MOP (Multidrug/Oligosaccharidyl-lipid/Polysaccharide) family transporters are found in almost all life forms. They are responsible for transporting lipid-linked precursors across the cell membrane to support the synthesis of various glycoconjugates. While significant progress has been made in elucidating their transport mechanism, how these transporters select their substrates remains unclear. Here, we systematically tested the MOP transporters in the Streptococcus pneumoniae capsule pathway for their ability to translocate noncognate capsule precursors. Sequence similarity cannot predict whether these transporters are interchangeable. We showed that subtle changes in the central aqueous cavity of the transporter are sufficient to accommodate a different cargo. These changes can occur naturally, suggesting a potential mechanism of expanding substrate selectivity. A directed evolution experiment was performed to identify gain-of-function variants that translocate a noncognate cargo. Coupled with a high-throughput mutagenesis and sequencing (Mut-seq) experiment, residues that are functionally important for the capsule transporter were revealed. Lastly, we showed that the expression of a flippase that can transport unfinished precursors resulted in an increased susceptibility to bacitracin and mild cell shape defects, which may be a driving force to maintain transporter specificity. All licensed pneumococcal vaccines target the capsular polysaccharide (CPS). This layer is highly variable and is important for virulence in many bacterial pathogens. Most of the CPSs are produced by the Wzx/Wzy mechanism. In this pathway, CPS repeating units are synthesized in the cytoplasm, which must be flipped across the cytoplasmic membrane before polymerization. This step is mediated by the widely conserved MOP (Multidrug/Oligosaccharidyl-lipid/Polysaccharide) family transporters. Here, we systematically evaluated the interchangeability of these transporters and identified the residues important for substrate specificity and function. Understanding how CPS is synthesized will inform glycoengineering, vaccine development, and antimicrobial discovery.
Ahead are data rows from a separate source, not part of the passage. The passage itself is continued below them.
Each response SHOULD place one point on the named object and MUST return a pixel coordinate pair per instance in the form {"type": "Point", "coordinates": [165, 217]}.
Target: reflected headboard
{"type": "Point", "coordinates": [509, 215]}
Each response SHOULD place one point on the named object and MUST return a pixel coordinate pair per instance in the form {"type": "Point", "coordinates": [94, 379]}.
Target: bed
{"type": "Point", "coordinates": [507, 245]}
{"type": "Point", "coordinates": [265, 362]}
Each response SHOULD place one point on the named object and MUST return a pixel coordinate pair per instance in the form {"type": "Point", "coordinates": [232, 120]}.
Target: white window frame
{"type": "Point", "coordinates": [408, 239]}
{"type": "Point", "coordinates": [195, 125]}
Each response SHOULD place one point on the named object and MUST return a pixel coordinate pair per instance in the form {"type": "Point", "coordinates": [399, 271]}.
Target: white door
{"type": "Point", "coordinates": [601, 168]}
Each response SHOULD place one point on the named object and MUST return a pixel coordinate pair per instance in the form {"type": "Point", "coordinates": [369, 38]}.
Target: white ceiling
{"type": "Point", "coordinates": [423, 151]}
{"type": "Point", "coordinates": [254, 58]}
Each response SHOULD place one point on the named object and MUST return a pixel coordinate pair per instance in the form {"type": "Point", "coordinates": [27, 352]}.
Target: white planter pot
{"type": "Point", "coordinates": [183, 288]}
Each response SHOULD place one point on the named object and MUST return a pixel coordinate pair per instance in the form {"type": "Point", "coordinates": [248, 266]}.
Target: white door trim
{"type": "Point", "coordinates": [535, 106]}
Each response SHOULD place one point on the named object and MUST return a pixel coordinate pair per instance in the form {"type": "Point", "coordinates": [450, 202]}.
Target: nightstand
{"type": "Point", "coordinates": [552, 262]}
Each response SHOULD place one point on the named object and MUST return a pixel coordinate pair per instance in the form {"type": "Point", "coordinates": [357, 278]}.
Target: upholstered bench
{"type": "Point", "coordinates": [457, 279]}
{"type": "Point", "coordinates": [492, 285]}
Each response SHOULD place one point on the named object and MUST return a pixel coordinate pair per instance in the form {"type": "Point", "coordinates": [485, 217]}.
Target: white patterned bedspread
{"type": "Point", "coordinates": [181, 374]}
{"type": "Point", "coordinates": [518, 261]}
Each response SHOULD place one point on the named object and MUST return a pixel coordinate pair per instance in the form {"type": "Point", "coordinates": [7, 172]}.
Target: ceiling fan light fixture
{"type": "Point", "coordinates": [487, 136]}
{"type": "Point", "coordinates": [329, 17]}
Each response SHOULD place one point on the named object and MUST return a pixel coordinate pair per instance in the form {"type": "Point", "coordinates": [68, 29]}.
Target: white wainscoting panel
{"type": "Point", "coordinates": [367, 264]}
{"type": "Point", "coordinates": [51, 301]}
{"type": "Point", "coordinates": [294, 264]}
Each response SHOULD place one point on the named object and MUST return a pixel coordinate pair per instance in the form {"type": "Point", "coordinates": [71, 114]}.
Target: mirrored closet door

MOP(多药/寡糖脂/多糖)家族转运蛋白几乎存在于所有生命形式中。它们负责将脂质连接的前体跨细胞膜运输,以支持各种糖缀合物的合成。尽管在阐明其运输机制方面取得了重大进展,但这些转运蛋白如何选择其底物仍不清楚。在这里,我们系统地测试了肺炎链球菌荚膜途径中的 MOP 转运蛋白,以研究它们转运非同源荚膜前体的能力。序列相似性不能预测这些转运蛋白是否可以互换。我们表明,转运蛋白中心水腔中的细微变化足以容纳不同的货物。这些变化可能自然发生,表明了扩大底物选择性的潜在机制。进行了定向进化实验以鉴定可转运非同源货物的功能获得变体。结合高通量诱变和测序(Mut-seq)实验,揭示了对荚膜转运蛋白功能重要的残基。最后,我们表明,表达可以转运未完成前体的翻转酶会导致对杆菌肽的敏感性增加和轻微的细胞形状缺陷,这可能是维持转运蛋白特异性的驱动力。所有许可的肺炎球菌疫苗都针对荚膜多糖(CPS)。这一层高度可变,对许多细菌病原体的毒力很重要。大多数 CPS 都是通过 Wzx/Wzy 机制产生的。在这个途径中,CPS 重复单元在细胞质中合成,在聚合之前必须翻转穿过细胞质膜。这一步由广泛保守的 MOP(多药/寡糖脂/多糖)家族转运蛋白介导。在这里,我们系统地评估了这些转运蛋白的可互换性,并确定了对底物特异性和功能重要的残基。了解 CPS 是如何合成的将为糖工程、疫苗开发和抗菌药物发现提供信息。